Quella battuta di caccia era regolare, monrealese assolto dalle accuse

Il tribunale di Palermo mette fine ad una vicenda che durava da sette anni

MONREALE, 19 aprile – In quella zona era consentito cacciare e la licenza venatoria faceva sì che non occorressero ulteriori autorizzazioni. Con queste motivazioni, sostanzialmente, è stato assolto M.C., monrealese di 60 anni, denunciato durante una battuta di caccia a Giacalone di sette anni fa.

A pronunciarsi in tal senso è stato il giudice monocratico Alessia Lupo, della terza sezione penale del tribunale di Palermo, che ha assolto il cacciatore perchè il fatto “non sussiste”. Si conclude positivamente per l'uomo, quindi, una vicenda giudiziaria per la quale la difesa ha rinunciato pure alla prescrizione, che nel frattempo era sopravvenuta.

Quel mercoledì 28 settembre del 2016, M.C. Mentre si trovava a Cozzo Ingrassia, nei pressi di zona Barone a Giacalone, aveva avvistato un coniglio al quale aveva sparato, colpendolo. Quello sparo, però, fu udito da una pattuglia dei carabinieri, che si trovava nei pressi per tutt'altro. I militari, quindi, mentre i cani riportavano la preda, raggiunsero il cacciatore, appurando la regolarità dei suoi permessi, ma contestandogli il fatto di aver esploso un colpo d'arma da fuoco in una zona adiacente la pubblica via ed anche il fatto che per farlo non avesse la necessaria licenza rilasciata dalla locale autorità.
Per questo motivo lo denunciarono, ponendogli le armi sotto sequestro. Un provvedimento cui fece seguito pure la sospensione del porto d'armi sancita dal prefetto.
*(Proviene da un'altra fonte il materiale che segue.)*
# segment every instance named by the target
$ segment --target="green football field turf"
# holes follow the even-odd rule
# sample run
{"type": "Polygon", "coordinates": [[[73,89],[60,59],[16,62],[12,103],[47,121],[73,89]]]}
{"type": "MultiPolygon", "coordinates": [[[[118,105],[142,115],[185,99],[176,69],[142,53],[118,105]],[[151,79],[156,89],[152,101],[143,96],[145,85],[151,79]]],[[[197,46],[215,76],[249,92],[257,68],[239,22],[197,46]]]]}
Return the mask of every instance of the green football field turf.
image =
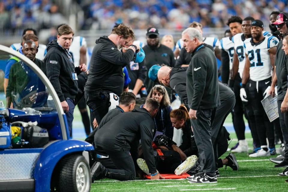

In sede di processo, però, l'uomo, assistito dall'avvocato Piero Capizzi, è riuscito a dimostrare di non trovarsi su una pubblica via, ma in una zona interpoderale sulla quale l'attività venatoria è da sempre praticata e soprattutto che la sua licenza d'uso alla caccia era da considerare una deroga ai normali permessi che regolano le attività di esplosione di polvere da sparo.
Particolarmente soddisfatta la difesa che, rischiando, aveva optato per rinunciare alla prescrizione, provvedimento che, pur non gravando sul cacciatore dal punto di vista penale, gli averebbe cagionato il divieto di utilizzare le armi per fini di caccia. “E' stata resa giustizia ad un innocente – ha affermato l'avvocato Capizzi – e soprattutto tranquillità ad un uomo che potrà regolarmente continuare a coltivare la sua passione venatoria, consapevole di aver agito nel rispetto delle leggi”.